Computer bytes and human bits

A love note to the Internet

When I was around 10 years old, my father bought us our first computer. It was hard to imagine how it would affect my life then.

The computer itself could have impressed me more. I wasn't inspired by all the possibilities of the MS-DOS and didn't want to learn any programming languages. There was another thing that came later that consumed me completely. That thing was called Windows.

Just kidding. It was the Internet.

The World Wide Web allowed us all to become a part of something bigger, to participate in the conversations we would never have had without it.

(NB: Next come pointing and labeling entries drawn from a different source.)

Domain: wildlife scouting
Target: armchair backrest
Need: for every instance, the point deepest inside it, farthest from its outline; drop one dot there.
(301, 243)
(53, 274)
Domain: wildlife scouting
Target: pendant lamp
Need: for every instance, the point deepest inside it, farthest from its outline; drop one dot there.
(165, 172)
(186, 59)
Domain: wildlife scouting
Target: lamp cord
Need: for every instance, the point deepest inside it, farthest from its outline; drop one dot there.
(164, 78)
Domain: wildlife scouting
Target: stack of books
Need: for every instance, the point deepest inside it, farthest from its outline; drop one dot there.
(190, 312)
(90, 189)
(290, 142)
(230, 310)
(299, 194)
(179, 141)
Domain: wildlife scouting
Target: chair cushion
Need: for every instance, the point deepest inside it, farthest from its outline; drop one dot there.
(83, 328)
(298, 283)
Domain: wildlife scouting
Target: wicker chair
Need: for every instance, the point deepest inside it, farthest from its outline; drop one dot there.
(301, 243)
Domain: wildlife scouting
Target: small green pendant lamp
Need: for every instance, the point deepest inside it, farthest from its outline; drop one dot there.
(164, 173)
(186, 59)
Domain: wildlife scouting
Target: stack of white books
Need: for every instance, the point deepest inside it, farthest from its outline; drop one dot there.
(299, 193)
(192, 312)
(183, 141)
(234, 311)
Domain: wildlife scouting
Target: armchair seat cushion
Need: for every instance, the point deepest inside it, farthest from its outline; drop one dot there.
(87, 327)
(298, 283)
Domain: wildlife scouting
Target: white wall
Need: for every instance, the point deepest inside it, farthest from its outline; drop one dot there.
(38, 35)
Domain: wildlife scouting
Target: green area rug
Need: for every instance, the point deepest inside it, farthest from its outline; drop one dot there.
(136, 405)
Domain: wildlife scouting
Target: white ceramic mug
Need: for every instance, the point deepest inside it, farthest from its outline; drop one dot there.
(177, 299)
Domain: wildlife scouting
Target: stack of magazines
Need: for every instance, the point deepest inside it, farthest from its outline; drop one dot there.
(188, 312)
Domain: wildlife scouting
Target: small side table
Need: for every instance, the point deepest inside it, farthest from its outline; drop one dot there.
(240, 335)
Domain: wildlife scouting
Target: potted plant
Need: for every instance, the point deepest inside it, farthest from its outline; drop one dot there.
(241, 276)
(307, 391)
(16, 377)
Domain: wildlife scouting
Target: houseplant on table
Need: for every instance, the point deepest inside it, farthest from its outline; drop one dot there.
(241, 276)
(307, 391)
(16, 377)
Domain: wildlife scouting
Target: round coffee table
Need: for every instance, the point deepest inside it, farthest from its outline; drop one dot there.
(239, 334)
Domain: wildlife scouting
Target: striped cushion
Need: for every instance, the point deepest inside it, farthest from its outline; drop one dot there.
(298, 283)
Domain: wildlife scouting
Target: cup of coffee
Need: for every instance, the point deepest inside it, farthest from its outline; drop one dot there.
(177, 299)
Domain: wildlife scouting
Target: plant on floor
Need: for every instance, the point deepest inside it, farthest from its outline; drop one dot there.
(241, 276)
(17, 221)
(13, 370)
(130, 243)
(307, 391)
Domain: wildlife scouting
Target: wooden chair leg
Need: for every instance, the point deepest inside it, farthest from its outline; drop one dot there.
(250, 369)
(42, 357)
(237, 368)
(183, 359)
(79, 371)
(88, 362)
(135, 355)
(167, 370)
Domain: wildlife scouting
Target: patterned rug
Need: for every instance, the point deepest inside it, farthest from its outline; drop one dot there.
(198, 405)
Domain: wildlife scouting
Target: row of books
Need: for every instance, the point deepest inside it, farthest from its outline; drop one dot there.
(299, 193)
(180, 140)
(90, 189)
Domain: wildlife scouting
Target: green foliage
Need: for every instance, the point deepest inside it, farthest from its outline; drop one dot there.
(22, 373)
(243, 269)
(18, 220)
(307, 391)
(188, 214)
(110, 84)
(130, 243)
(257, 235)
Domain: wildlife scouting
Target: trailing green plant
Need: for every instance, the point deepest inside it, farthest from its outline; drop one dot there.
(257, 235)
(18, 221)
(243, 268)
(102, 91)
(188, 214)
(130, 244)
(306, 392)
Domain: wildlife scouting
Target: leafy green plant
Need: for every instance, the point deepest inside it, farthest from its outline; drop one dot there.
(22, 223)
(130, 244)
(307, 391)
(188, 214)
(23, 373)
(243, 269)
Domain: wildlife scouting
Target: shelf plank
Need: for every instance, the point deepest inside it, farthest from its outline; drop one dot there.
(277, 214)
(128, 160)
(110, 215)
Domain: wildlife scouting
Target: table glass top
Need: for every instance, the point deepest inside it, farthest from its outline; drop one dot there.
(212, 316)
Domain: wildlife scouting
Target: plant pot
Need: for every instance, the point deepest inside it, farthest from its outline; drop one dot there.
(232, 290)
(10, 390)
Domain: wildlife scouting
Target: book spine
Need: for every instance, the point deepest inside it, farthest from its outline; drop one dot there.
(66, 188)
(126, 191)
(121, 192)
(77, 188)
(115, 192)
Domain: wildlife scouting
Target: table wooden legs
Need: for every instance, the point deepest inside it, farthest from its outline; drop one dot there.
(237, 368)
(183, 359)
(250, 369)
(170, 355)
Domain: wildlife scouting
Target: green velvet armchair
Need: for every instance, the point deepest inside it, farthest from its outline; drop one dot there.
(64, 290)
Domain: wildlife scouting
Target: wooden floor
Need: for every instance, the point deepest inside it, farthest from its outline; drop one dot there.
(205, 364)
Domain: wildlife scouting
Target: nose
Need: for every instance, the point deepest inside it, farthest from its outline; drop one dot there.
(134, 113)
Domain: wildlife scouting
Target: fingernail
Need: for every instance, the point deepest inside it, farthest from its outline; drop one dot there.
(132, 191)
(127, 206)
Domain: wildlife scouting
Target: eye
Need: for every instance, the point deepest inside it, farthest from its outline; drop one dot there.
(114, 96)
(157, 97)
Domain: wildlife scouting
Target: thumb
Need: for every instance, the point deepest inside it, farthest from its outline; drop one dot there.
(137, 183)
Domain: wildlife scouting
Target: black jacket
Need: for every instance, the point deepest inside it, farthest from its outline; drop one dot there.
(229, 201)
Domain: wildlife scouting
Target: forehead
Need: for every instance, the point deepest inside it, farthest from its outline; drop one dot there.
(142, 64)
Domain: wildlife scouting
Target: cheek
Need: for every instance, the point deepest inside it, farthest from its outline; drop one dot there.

And it was particularly important to me, a person born in a small town in the middle of nowhere.

Fast-forward to 2012-2013, I'm on my daily commute to my first customer support job in Saint-Petersburg, reading about the fascinating concepts of remote work in “Remote” and “Rework” books. I also just installed 1Password 4 on my work computer and couldn't wait to organize my passwords there. That computer in the late 90s did turn me into a geek, after all.

Could I entertain the idea of working for 1Password and 37signals back then? No, of course not. However, the Internet made it all possible. It was Twitter, where I saw a job listing retweeted by Dave. It was a newsletter where I found out about David and Jason. It was the Internet that connected me to the rest of the world.

That's why it saddens me to see the ongoing balkanization of the Internet. To paraphrase Obi-Wan, one of the greatest philosophers of our time, “the Internet was supposed to be the Chosen One. It was said that it would unite the world, not divide it.”

We are all left in the darkness without any balance. But at least we have memes now, right?